The Complete Guide to Molecular Dynamics Simulation: Tools, Workflow & Best Practices
Molecular dynamics simulation is one of the most powerful tools in computational structural biology — but it’s also one of the most technically demanding to learn. This guide covers everything: what MD actually is, how to choose software, the complete workflow from system preparation to analysis, and the best practices that separate publishable results from wasted compute time.
What molecular dynamics simulation is
Molecular dynamics (MD) simulation is a computational method that models the physical movement of atoms and molecules over time. Starting from a 3D structure — typically a crystal structure or an AlphaFold model — it uses the laws of classical mechanics to calculate how every atom in the system moves, one tiny timestep at a time.
The output is a trajectory: a time-ordered series of structural snapshots showing how the system evolves. From this trajectory you can extract an enormous range of information — how flexible a protein is, whether a ligand stays bound, how a mutation changes protein dynamics, what conformational states a protein visits, and much more.
The key word in that description is time. This is what fundamentally distinguishes MD from molecular docking. Docking gives you a static prediction of how a ligand binds at a single moment. MD gives you a dynamic picture of how the entire system moves, breathes, and evolves. One is a photograph; the other is a film.
How it works: force fields, timesteps and thermostats
At its core, an MD simulation does one thing repeatedly: calculate the force on every atom, use that force to update every atom’s position and velocity, advance time by one tiny step, and repeat. For a system of 100,000 atoms simulated for 100 nanoseconds at a 2-femtosecond timestep, this loop runs 50 million times. Modern MD software and GPU hardware make this tractable — but it’s worth understanding what’s happening inside each iteration.
Force fields
A force field is the mathematical model that describes how atoms interact. It defines the potential energy of the system as a function of atomic positions, covering bond stretching, angle bending, torsional rotation, and non-bonded interactions (electrostatics and van der Waals). The force on each atom is the negative gradient of this potential energy — in plain terms, atoms are pushed toward lower-energy configurations.
The major protein force fields — AMBER, CHARMM, GROMOS, and OPLS — differ in how they parameterize these terms, which training data they used, and which types of molecules they handle best. Choosing the right force field for your system is one of the most consequential decisions in setting up an MD simulation, and one of the most frequently glossed over in tutorials.
Timestep
The timestep is how much simulated time advances with each iteration of the loop. A typical value is 2 femtoseconds (2 × 10⁻¹⁵ seconds). This has to be small enough that the simulation remains numerically stable — if the timestep is too large, atoms can overshoot their equilibrium positions, forces become unrealistically large, and the simulation either crashes or produces nonsensical results. Hydrogen bonds are the limiting factor: because hydrogen atoms are light and move fast, they set the upper bound on timestep size for standard simulations.
Thermostats and barostats
Real biological systems exist at constant temperature (~310 K for physiological conditions) and constant pressure (~1 bar). Straight Newtonian dynamics doesn’t preserve either of these — the temperature and pressure fluctuate as atoms exchange kinetic energy. Thermostats (like the V-rescale or Nosé-Hoover algorithm) and barostats (like the Parrinello-Rahman algorithm) are mathematical coupling schemes that keep the system in the right thermodynamic ensemble.
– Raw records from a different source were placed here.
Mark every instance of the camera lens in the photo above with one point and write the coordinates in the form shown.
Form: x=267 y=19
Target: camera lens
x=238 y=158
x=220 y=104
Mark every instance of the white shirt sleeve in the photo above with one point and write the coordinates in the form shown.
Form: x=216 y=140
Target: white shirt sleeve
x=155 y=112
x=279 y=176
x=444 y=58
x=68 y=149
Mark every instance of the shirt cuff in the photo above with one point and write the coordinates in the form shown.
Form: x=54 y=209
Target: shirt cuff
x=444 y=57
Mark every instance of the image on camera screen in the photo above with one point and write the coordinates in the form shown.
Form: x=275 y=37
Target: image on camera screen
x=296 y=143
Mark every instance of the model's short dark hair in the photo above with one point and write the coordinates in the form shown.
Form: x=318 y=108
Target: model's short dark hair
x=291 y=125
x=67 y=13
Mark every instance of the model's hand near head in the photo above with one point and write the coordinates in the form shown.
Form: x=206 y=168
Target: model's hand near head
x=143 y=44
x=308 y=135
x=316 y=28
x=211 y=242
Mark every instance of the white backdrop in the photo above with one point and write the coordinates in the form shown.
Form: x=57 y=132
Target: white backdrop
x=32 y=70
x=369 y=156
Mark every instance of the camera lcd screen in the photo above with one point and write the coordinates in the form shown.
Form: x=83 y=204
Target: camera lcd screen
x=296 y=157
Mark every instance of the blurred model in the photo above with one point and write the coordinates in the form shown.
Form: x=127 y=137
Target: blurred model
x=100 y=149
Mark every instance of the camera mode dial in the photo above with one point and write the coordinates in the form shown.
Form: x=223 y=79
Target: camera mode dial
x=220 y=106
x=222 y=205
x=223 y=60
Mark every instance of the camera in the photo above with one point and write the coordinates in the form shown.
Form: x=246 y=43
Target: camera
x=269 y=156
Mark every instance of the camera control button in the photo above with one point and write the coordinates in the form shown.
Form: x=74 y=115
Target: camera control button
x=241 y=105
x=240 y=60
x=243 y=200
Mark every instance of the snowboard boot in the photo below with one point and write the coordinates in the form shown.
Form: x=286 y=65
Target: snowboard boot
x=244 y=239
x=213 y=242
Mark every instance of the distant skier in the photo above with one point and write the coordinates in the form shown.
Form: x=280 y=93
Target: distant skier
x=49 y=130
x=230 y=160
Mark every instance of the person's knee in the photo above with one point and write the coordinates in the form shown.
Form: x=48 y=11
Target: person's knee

Choosing the wrong coupling scheme — or using one that’s inappropriate for equilibration vs. production — is a common source of artifacts in MD trajectories.
What MD can tell you that docking cannot
Molecular docking treats the protein as rigid and gives you one snapshot. MD gives you the full dynamic picture. Here are the four most important things MD uniquely reveals:
Timescales: what you can and cannot simulate
One of the most important things to understand about MD before you run your first simulation is what timescales are computationally accessible — and what biologically relevant processes fall outside them.
A typical academic MD simulation runs for 100–500 nanoseconds on a GPU cluster, taking hours to days of wall-clock time. This timescale covers local flexibility, ligand binding stability, and small conformational changes — which is sufficient for the vast majority of structural biology and drug discovery applications at the PhD level.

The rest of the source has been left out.